Stephen C. Gaebel (b. 1960) was born and raised in Bancroft, Ontario, a village nestled in the hills of the Canadian Shield in the Algonquin Park region. His family history in this area dates back to the original pioneer settlement of the 1800’s. His earliest memories are of the lakes and forests, out with his father, an avid outdoorsman and trout fisherman. Renowned for its rugged beauty, this was a special place in the hearts of a number of the early Canadian artists, particularly Tom Thomson, A.J. Casson, and David Milne, whose vision and influence are evident in Stephen’s work.
After graduating from high school, Stephen set out with a backpack and in the course of a year and 10,000 miles, traveled throughout Canada, the United States and Mexico. He returned to Ontario in 1980 and studied Fine Art at the University of Guelph.

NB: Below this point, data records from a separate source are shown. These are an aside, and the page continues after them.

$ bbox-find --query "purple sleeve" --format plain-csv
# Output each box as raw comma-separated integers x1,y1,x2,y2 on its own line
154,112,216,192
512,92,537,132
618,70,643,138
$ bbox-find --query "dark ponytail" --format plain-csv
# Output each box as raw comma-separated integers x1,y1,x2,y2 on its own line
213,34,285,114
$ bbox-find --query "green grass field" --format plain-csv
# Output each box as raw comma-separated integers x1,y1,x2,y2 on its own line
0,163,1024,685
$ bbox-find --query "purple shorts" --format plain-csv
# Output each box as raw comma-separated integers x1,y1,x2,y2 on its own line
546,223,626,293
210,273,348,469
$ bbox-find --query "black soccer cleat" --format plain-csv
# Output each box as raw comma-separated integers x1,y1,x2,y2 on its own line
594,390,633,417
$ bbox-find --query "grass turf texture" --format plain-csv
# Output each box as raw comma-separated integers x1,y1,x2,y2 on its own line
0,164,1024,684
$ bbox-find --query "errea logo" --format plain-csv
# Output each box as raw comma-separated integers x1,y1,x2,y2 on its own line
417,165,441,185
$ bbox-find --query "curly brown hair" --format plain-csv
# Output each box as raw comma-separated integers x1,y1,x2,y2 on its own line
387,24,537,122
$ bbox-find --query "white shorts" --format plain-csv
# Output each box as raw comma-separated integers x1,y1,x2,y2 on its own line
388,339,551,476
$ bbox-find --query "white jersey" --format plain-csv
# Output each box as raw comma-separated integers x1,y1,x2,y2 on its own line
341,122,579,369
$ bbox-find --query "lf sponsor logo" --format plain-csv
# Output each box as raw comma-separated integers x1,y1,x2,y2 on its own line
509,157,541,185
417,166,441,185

For 10 years, Stephen fought forest fires on an Initial Attack Fire Crew with the Ontario Ministry of Natural Resources. “It was an extraordinary experience,” he says. “We were flown into some of the most beautiful and isolated regions of the north, establishing line camps on a shore of a secluded lake, working twelve and sixteen hour days for 21 days at a stretch. The money, the adventure, the vast wilderness of lakes, granite ridges and black spruce swamp —it got in our blood, kept us coming back year after year to sign up for another season.”
Returning to school in 1989, Stephen studied commercial art at Fanshawe College in London, Ontario, where he received the Advertising Art Award of Excellence. As a graphic artist and creative director in the years to follow, Stephen worked on a wide array of national and local accounts. “I was one of the guys responsible for the stuff you find in your mailbox,” he grins. “Make no mistake, it was challenging and rewarding work, but in a world of annual reports, monthly newsletters and weekly sale events, there grew a deep longing to produce things of value, meaning and permanence.”
In 2007, Stephen began painting in earnest. His work is characterized by a powerful empathy for the people and the places he portrays and a natural gift to see beyond and touch the essence of their being. He is widely recognized within Canada for the Fallen Canadian Soldier Project, a series of portraits of Canadian soldiers who have fallen in Afghanistan.
“A landscape or a portrait, they are one and the same,” Stephen suggests. “The fire and the fury, the north wind’s blast, the morning mist mirrored in the stillness of a lake— these things that shape the face of the landscape have also shaped us.”